La santé, obligée de consommer de l'énergie
En attendant une organisation planétaire autour d’une énergie plus propre (rêvons, mes amis, rêvons d’un monde sans énergie fossile), la sobriété énergétique est de rigueur pour émettre moins de CO2. Quid du secteur de la Santé ? L’emprunte climatique de la Santé est gigantesque, équivaut à 4,4 % des émissions nettes mondiales. Certaines opérations chirurgicales auraient la même emprunte carbone qu’un 3 500 km en voiture. On estime que 50 % à 85 % des déchets à risque infectieux devraient être considérés comme des déchets ménagers. Pour autant, ce secteur est obligé de consommer de l’énergie… pour sauver des vies. L’utilisation de l’électricité par les serveurs qui gardent les données de santé et d’imagerie médicale est justifiée, les nouvelles technologies doivent continuer leur émergence, le soin doit continuer, cela n’est pas négociable.
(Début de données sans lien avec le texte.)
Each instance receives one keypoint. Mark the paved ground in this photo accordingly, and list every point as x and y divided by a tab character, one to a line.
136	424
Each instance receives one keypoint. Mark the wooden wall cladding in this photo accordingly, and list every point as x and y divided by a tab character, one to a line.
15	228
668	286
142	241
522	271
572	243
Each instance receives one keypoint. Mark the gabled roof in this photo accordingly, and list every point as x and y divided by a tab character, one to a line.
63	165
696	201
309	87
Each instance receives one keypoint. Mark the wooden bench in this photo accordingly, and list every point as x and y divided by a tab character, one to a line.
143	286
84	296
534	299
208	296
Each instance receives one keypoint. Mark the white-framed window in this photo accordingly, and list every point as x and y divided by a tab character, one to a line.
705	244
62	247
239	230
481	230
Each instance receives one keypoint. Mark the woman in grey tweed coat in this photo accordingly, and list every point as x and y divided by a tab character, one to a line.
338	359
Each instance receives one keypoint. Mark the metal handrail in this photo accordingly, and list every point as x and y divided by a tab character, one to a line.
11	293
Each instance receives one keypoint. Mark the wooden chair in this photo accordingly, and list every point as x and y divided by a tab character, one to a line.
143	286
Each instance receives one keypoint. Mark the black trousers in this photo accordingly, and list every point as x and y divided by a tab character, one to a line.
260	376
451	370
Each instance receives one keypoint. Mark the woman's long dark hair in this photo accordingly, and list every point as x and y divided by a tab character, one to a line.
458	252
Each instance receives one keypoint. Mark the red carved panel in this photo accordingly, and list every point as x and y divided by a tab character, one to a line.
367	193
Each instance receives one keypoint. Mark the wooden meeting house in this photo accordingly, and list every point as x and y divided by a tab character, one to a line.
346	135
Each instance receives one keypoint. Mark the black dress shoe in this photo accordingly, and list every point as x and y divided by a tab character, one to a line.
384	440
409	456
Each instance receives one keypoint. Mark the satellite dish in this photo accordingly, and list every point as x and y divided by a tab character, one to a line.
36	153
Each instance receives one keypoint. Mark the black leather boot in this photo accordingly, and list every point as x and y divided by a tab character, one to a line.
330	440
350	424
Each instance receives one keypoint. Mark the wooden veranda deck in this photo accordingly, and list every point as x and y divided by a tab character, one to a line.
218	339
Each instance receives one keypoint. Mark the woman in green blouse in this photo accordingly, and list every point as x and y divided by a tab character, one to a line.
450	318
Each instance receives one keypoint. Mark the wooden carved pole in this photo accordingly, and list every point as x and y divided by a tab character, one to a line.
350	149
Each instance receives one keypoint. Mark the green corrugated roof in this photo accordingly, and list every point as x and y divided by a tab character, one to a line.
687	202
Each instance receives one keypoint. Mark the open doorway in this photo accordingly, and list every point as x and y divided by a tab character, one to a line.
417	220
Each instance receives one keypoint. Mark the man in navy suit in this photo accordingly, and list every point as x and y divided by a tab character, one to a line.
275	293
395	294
Cependant, la Santé ne s’est par regardée en face. La fabrication et l’acheminement des médicaments, la politique du tout jetable, le tri des déchets, l’utilisation des gaz anesthésiants très polluants, les bâtiments qui sont des passoires énergétiques, tout cela mérite d’être considéré et repensé avec un regard environnemental. Mais l’hôpital public, en crise, pourra-t-il encore supporter ces contraintes ou initiatives supplémentaires ? Je pense que oui, car cela correspond aux valeurs des soignants. Des solutions écologiques dans certains services hospitaliers ont d’ailleurs déjà prouvé leur efficacité. Et puis cela est une nécessité. En attendant la seule solution valable et rationnelle (une énergie puissante et « plus propre » au niveau mondial), l’emprunte carbone de la Santé doit baisser, comme pour tous les autres secteurs. Et si l’on place enfin un peu d’éthique dans la croissance économique en choisissant des investissements plus justes par exemple, et si la parole des scientifiques, spécialistes du climat et de l’énergie, a enfin plus d’écoute que l’opinion de Monsieur Tout-le-monde, alors nous y arriverons ensemble.